5 Habits This Creative Marketing CEO Uses to Improve Her Life and Work
Grow Your Business, Not Your Inbox
Lauren Maillian is the founder and CEO of LMB Group, a strategic marketing and brand advisory company. She was also a founding partner at Gen Y Capital Partners, an early stage venture firm focused on investments in mobile and consumer-facing technology-enabled companies.
Impressed? I'm not done yet. When she was just 19, Maillian co-founded a boutique winery that quickly became an internationally recognized award-winning wine brand, making her the youngest self-made winery owner in the country. She did that after she got back from working as a model in Paris and Buenos Aires, Argentina.
I probably left out a bunch of other impressive accomplishments, so to get the full story, I suggest reading her bestselling business memoir, The Path Redefined: Getting To the Top On Your Own Terms.

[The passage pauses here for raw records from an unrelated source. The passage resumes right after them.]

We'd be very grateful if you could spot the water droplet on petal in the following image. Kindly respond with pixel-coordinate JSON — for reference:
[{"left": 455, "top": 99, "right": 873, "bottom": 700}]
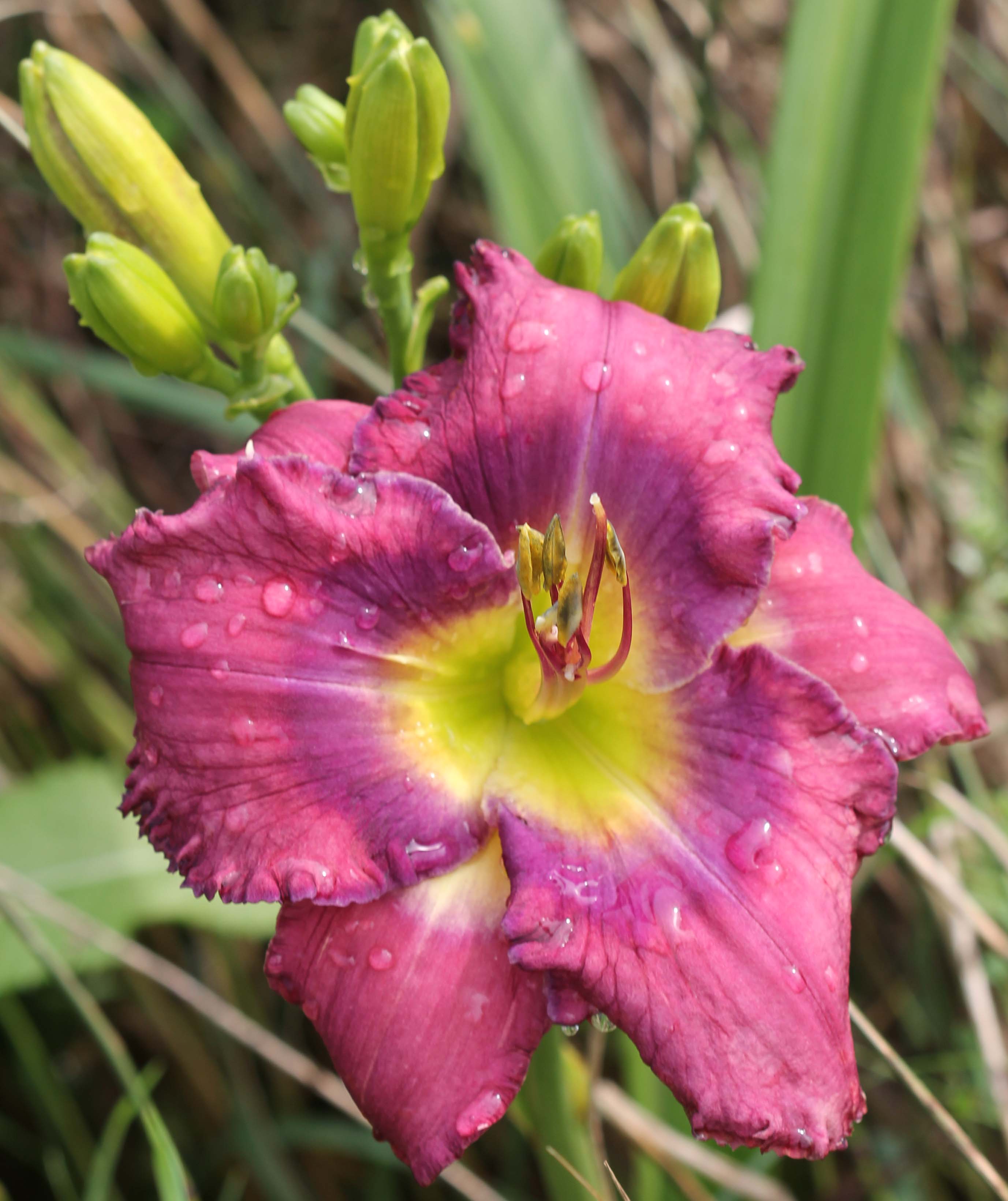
[
  {"left": 448, "top": 542, "right": 483, "bottom": 572},
  {"left": 582, "top": 359, "right": 613, "bottom": 392},
  {"left": 501, "top": 371, "right": 525, "bottom": 400},
  {"left": 724, "top": 818, "right": 773, "bottom": 872},
  {"left": 507, "top": 321, "right": 556, "bottom": 353},
  {"left": 455, "top": 1090, "right": 507, "bottom": 1138},
  {"left": 353, "top": 604, "right": 378, "bottom": 629},
  {"left": 704, "top": 439, "right": 741, "bottom": 465},
  {"left": 179, "top": 621, "right": 210, "bottom": 651},
  {"left": 262, "top": 575, "right": 295, "bottom": 617},
  {"left": 193, "top": 575, "right": 224, "bottom": 604},
  {"left": 367, "top": 946, "right": 392, "bottom": 971},
  {"left": 784, "top": 963, "right": 805, "bottom": 992}
]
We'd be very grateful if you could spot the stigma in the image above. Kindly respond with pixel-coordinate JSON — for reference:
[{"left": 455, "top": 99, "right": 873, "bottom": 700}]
[{"left": 515, "top": 492, "right": 633, "bottom": 724}]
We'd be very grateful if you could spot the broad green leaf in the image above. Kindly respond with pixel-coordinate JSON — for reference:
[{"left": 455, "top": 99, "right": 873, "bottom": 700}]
[
  {"left": 0, "top": 759, "right": 276, "bottom": 993},
  {"left": 753, "top": 0, "right": 954, "bottom": 516},
  {"left": 426, "top": 0, "right": 650, "bottom": 282}
]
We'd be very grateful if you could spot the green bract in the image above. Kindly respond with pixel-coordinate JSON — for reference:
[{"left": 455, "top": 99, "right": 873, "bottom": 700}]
[
  {"left": 346, "top": 13, "right": 451, "bottom": 260},
  {"left": 613, "top": 204, "right": 721, "bottom": 329},
  {"left": 536, "top": 209, "right": 603, "bottom": 292},
  {"left": 64, "top": 233, "right": 210, "bottom": 380}
]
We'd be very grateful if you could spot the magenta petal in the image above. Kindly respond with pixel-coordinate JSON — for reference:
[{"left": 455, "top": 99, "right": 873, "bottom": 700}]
[
  {"left": 88, "top": 458, "right": 514, "bottom": 903},
  {"left": 351, "top": 241, "right": 801, "bottom": 688},
  {"left": 500, "top": 647, "right": 896, "bottom": 1157},
  {"left": 190, "top": 400, "right": 369, "bottom": 492},
  {"left": 743, "top": 497, "right": 988, "bottom": 759},
  {"left": 265, "top": 838, "right": 549, "bottom": 1184}
]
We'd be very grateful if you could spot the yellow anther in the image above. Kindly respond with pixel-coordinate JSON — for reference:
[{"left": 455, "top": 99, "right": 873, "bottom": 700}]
[
  {"left": 536, "top": 572, "right": 582, "bottom": 646},
  {"left": 543, "top": 513, "right": 567, "bottom": 589},
  {"left": 605, "top": 521, "right": 626, "bottom": 587},
  {"left": 518, "top": 524, "right": 544, "bottom": 601}
]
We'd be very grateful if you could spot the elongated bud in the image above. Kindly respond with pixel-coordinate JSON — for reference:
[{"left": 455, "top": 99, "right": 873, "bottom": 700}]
[
  {"left": 20, "top": 42, "right": 231, "bottom": 328},
  {"left": 613, "top": 204, "right": 721, "bottom": 329},
  {"left": 64, "top": 233, "right": 210, "bottom": 380},
  {"left": 346, "top": 13, "right": 451, "bottom": 258},
  {"left": 536, "top": 210, "right": 602, "bottom": 292},
  {"left": 284, "top": 83, "right": 350, "bottom": 192},
  {"left": 214, "top": 246, "right": 295, "bottom": 347}
]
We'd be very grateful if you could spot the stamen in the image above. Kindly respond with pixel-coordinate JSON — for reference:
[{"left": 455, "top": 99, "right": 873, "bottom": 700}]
[
  {"left": 582, "top": 492, "right": 612, "bottom": 639},
  {"left": 518, "top": 525, "right": 544, "bottom": 597},
  {"left": 543, "top": 513, "right": 567, "bottom": 602},
  {"left": 513, "top": 492, "right": 633, "bottom": 723},
  {"left": 586, "top": 580, "right": 633, "bottom": 683},
  {"left": 536, "top": 572, "right": 583, "bottom": 647}
]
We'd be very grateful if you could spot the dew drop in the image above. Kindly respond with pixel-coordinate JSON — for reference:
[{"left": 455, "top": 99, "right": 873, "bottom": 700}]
[
  {"left": 367, "top": 946, "right": 392, "bottom": 971},
  {"left": 501, "top": 371, "right": 525, "bottom": 400},
  {"left": 591, "top": 1014, "right": 616, "bottom": 1034},
  {"left": 193, "top": 575, "right": 224, "bottom": 604},
  {"left": 455, "top": 1089, "right": 507, "bottom": 1138},
  {"left": 262, "top": 575, "right": 295, "bottom": 617},
  {"left": 353, "top": 604, "right": 378, "bottom": 629},
  {"left": 582, "top": 359, "right": 613, "bottom": 392},
  {"left": 704, "top": 439, "right": 741, "bottom": 463},
  {"left": 784, "top": 963, "right": 805, "bottom": 992},
  {"left": 724, "top": 818, "right": 773, "bottom": 872},
  {"left": 231, "top": 717, "right": 256, "bottom": 747},
  {"left": 507, "top": 321, "right": 556, "bottom": 353},
  {"left": 448, "top": 542, "right": 483, "bottom": 572},
  {"left": 179, "top": 621, "right": 210, "bottom": 651}
]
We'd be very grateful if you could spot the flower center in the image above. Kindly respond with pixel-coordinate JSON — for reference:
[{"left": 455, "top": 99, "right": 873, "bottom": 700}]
[{"left": 506, "top": 492, "right": 633, "bottom": 724}]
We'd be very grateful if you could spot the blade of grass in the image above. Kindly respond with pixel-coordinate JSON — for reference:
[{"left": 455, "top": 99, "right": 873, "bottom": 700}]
[
  {"left": 753, "top": 0, "right": 954, "bottom": 518},
  {"left": 851, "top": 1000, "right": 1008, "bottom": 1201},
  {"left": 82, "top": 1063, "right": 163, "bottom": 1201},
  {"left": 425, "top": 0, "right": 647, "bottom": 279},
  {"left": 0, "top": 896, "right": 195, "bottom": 1201}
]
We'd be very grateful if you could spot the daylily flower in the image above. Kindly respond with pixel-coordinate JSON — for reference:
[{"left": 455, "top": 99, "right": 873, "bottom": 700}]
[{"left": 90, "top": 243, "right": 986, "bottom": 1182}]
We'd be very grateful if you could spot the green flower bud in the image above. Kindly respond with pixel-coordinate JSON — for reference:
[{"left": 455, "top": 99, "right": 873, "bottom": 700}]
[
  {"left": 536, "top": 209, "right": 602, "bottom": 292},
  {"left": 20, "top": 42, "right": 231, "bottom": 328},
  {"left": 284, "top": 83, "right": 350, "bottom": 192},
  {"left": 350, "top": 8, "right": 413, "bottom": 76},
  {"left": 346, "top": 13, "right": 451, "bottom": 258},
  {"left": 64, "top": 233, "right": 213, "bottom": 380},
  {"left": 214, "top": 246, "right": 297, "bottom": 347},
  {"left": 613, "top": 204, "right": 721, "bottom": 329}
]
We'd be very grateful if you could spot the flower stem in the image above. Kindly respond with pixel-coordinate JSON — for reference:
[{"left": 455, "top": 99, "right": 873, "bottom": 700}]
[
  {"left": 522, "top": 1026, "right": 608, "bottom": 1201},
  {"left": 367, "top": 255, "right": 413, "bottom": 388}
]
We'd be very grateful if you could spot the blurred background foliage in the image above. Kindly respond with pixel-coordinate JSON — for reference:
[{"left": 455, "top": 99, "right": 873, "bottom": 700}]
[{"left": 0, "top": 0, "right": 1008, "bottom": 1201}]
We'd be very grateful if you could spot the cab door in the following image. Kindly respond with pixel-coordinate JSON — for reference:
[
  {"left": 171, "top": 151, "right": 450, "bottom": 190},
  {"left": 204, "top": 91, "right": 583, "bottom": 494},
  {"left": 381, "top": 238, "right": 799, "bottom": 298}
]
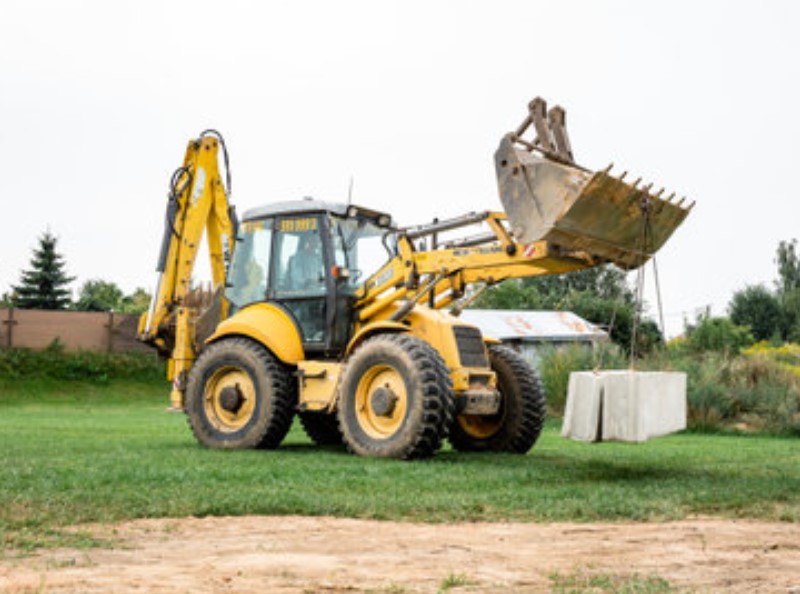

As you can tell, Maillian has been busy -- and she's showing no signs of slowing down. I had the pleasure of speaking with her and got insights into not just what fuels her astonishing success, but also her favorite mental and physical practices that we can all use to improve our businesses and our lives.
1. She never stops learning.
"In today’s digital and Internet of Things era, digital literacy is essential, and I find it not only economically beneficial but also really exciting to stay abreast of the latest tech developments. I make time to stay informed of emerging trends and remain knowledgeable about technology, even if it’s not my main priority. My focus is developing future-proof strategies, but I work with a team that specializes in various elements of technology (such as coding) to implement that strategy. Surrounding myself with an expert team not only allows me to maintain my primary focus, but also keeps me learning, expanding and sharpening my own skill set. Of course, sometimes you implement new systems or programs and it’s a swing and a miss, but the benefit of interfacing with new technology is invaluable."
2. Harnessing the power of storytelling.
"The most challenging and rewarding aspect of my business has been the power of storytelling. Working as a brand strategist for a cannabis company, in particular, has helped me learn how to change the narrative around a product to create immense economic output. The explosion of the cannabis industry is a powerful example of how to effectively change social views, norms and values, and much of that change comes into play through the work that I do. A decade ago, the notion that cannabis could be a legal and blossoming industry with viable companies and marketable products might have been inconceivable to most of us. Through my business, I get to see firsthand that public perception on almost anything can be pivoted with the right storytelling, and with the right people at the helm to tell that story in a new and strategic way."
3. Finding deeper meaning in her work.
"I worked with an entrepreneur who was going through personal tragedy at a time when she was also preparing for business growth. After the loss of a child, she went from being this wealth of information, ideas and excitement about her industry to feeling lost and obviously needing the time to grieve. She didn’t have the same passion and love for her business and didn’t really know what to do. We were fortunate enough to cross paths and I offered her counsel and advice about her business strategies, but also about how to emotionally cope with her grief and make the space and time to take care of herself. We bonded over the hardship of handling motherhood amidst personal trauma and entrepreneurship and she ultimately decided that her child would not have wanted her to give up. Of course, it took a while for her to get into a rhythm again and feel comfortable proceeding with her business plan, but now she’s doing so well and everything she does is really in honor for him. She has seen a tremendous shift and growth in her business, in her revenue, and a lot of it came from simplifying her processes, learning to delegate better, compartmentalizing and prioritizing. In the last two years, her business has been more successful than in the previous eight years combined, and it’s just an awesome testament to the power of strategy when coupled with support and advocacy. I can’t say enough how humbled and appreciative I am to be in a position where I get to meet and help people like her."
4. Embracing a rigorous self-care regimen.
"I love working out and I am working with Be Exceptional Fitness to maintain an exercise regimen that challenges and strengthens my mind and body. Starting my day off with intense exercise allows me to clear my mind and release stress and tension. There’s something reassuring and most importantly, empowering, about realizing your physical power and knowing that it translates to your professional power. Self-care for me is ensuring that my in-fit matches my outfit -- strong, confident and capable. Of course, I also enjoy vacations with my family and acupuncture and massage help me to rejuvenate, but that feeling of being exceptional in all that I do definitely comes from my fitness routine. I’m a big believer in the notion that the mental skills you develop from fitness are almost always transferrable into every other facet of life. Yes, exercise keeps me sane, it keeps me looking and feeling my best, but it also cultivates a strong sense of discipline and personal accountability that only magnifies my professional persona."
5. Knowing her value.
"No one asks men how they balance work and home; no one questions how, or if, they can manage their time and varied responsibilities. I really wish that people would embrace women’s ability to work hard in their careers, build great businesses and still create a loving family without sacrificing one aspect for another. I sincerely believe it’s central to the issue of women’s value not yet being fully seen and appreciated in business. Instead of questioning capabilities, men should worry instead about equalizing pay in light of all that women can and do handle on a daily basis. Let’s instead equalize tolerance of competing responsibilities. We handle it well."